Ada’ya geçerken Teksöz’ün fotoğraf albümünde sık görünen GENAR Araştırma’nın sahibi İhsan Aktaş’a da kısaca değinelim. Aktaş, Çin markası bir telefonu Türkiye’de satmak istiyordu. Çinli Transsion Holding’in Tecno marka telefonun Türkiye’de pazarlanması için 2018’de Digigen İrtibat kuruldu. Çinli yatırımcı dışında şirketin ortağı Aktaş’tı. 2019’da Teksöz işe dahil oldu. Lakin ‘normal’ yoldan ticareti beceremedi ve iştirak bitti. Öteki isimler bulan Aktaş, yoluna devam ediyor.
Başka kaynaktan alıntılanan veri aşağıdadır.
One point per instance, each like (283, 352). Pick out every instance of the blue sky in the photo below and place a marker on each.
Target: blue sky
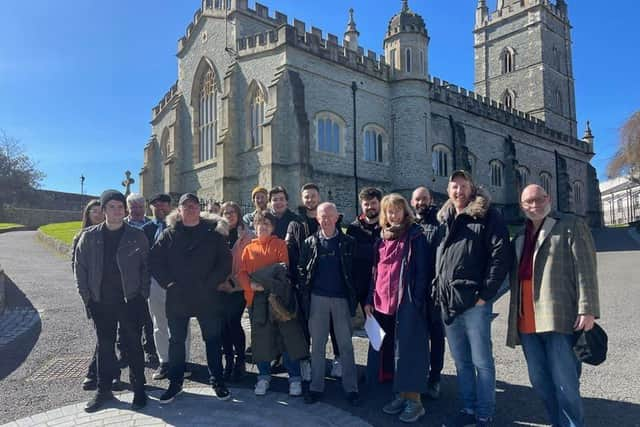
(78, 79)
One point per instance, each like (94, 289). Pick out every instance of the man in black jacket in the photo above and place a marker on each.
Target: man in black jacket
(365, 230)
(473, 258)
(191, 261)
(325, 275)
(426, 212)
(161, 208)
(279, 200)
(112, 276)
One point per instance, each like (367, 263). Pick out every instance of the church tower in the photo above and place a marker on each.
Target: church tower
(406, 45)
(523, 59)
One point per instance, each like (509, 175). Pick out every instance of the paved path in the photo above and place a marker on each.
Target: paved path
(41, 369)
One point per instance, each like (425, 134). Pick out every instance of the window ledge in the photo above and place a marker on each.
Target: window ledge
(206, 164)
(331, 154)
(256, 148)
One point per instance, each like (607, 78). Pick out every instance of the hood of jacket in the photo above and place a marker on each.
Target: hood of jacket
(477, 207)
(221, 224)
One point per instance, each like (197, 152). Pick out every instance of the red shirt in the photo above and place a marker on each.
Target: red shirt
(386, 296)
(526, 316)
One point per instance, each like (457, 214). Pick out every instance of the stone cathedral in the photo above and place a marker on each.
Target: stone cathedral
(261, 99)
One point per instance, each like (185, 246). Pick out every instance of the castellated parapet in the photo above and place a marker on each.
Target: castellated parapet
(445, 92)
(294, 34)
(516, 8)
(313, 42)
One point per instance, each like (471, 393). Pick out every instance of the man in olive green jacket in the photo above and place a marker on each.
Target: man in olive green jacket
(554, 292)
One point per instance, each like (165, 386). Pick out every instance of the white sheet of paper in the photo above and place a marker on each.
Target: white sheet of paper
(374, 332)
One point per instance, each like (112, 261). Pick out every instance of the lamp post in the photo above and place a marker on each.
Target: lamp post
(354, 89)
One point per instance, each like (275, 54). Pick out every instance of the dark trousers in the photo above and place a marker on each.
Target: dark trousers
(92, 372)
(381, 364)
(148, 341)
(211, 327)
(436, 339)
(106, 318)
(233, 337)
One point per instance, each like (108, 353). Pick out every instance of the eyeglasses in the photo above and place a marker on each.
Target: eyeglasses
(535, 200)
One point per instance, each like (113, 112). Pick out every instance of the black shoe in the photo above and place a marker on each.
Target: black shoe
(222, 392)
(239, 371)
(152, 360)
(117, 385)
(353, 397)
(89, 384)
(171, 393)
(139, 400)
(161, 373)
(312, 397)
(98, 400)
(228, 371)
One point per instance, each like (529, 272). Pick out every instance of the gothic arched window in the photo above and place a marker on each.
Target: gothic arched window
(545, 181)
(329, 130)
(578, 195)
(256, 110)
(440, 160)
(407, 60)
(508, 59)
(207, 117)
(497, 171)
(373, 144)
(523, 176)
(558, 100)
(509, 99)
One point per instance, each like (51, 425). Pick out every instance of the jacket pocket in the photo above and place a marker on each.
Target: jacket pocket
(463, 294)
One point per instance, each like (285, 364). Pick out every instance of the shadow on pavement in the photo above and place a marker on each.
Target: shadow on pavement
(516, 404)
(20, 327)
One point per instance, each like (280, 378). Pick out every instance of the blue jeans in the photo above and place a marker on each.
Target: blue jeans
(469, 337)
(292, 367)
(554, 372)
(211, 328)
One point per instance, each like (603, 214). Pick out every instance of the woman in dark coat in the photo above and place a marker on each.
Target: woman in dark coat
(397, 298)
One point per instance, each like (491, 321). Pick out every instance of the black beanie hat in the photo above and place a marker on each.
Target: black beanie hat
(108, 195)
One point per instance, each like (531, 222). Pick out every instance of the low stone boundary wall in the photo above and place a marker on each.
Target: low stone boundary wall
(3, 295)
(57, 245)
(35, 218)
(21, 228)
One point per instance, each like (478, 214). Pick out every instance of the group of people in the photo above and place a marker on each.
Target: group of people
(420, 272)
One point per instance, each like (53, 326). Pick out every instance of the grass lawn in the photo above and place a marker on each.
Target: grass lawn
(7, 225)
(63, 231)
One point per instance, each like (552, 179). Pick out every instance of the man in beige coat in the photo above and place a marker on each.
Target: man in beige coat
(554, 292)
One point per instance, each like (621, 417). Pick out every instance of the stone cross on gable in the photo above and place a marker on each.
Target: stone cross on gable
(127, 183)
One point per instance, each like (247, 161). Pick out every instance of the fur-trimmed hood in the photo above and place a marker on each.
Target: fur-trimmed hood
(221, 224)
(477, 207)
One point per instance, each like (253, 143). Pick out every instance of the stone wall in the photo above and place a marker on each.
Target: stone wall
(38, 217)
(3, 295)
Teksöz’ün KKTC aşkı ise asker kaçağı olduğu yıllarda başladı. Küçük bir şirket kurup bedelliye kadar oturum müsaadesiyle yönetim etti. 1 yıllık kayyum danışmanlığının akabinde apansız muteber bir ‘iş insanı’ olarak KKTC’de çıktı karşımıza. Cumhurbaşkanı Ersin Tatar ile uzunluk boy fotoğraflar veriyor, bakanlarla basın toplantıları düzenliyor, pandemide dijital aşı sistemi ihalesini alıyor, tapuların dijitale geçirilmesi projesini üstleniyordu. KKTC’ye gelen siyasalları karşılayan heyetlerdeydi. BBP Genel Başkanı Mustafa Destici’nin yanı başında duruyordu mesela. 2019’da ölen Kadir Mısırlıoğlu’nu ziyaret ediyor, özel jetlerde Putin’in ‘gayrı resmi kayınpederi’ olarak anılan Uluslararası İslam Birliği Teşkilatı Lideri Özbekistanlı Marat Kabaeva ile seyahat ettiği görülüyordu. Hepsini ihtimamla, tek tek paylaşıyordu toplumsal medyasında. Kartvizitlerini çeşitlendirmişti.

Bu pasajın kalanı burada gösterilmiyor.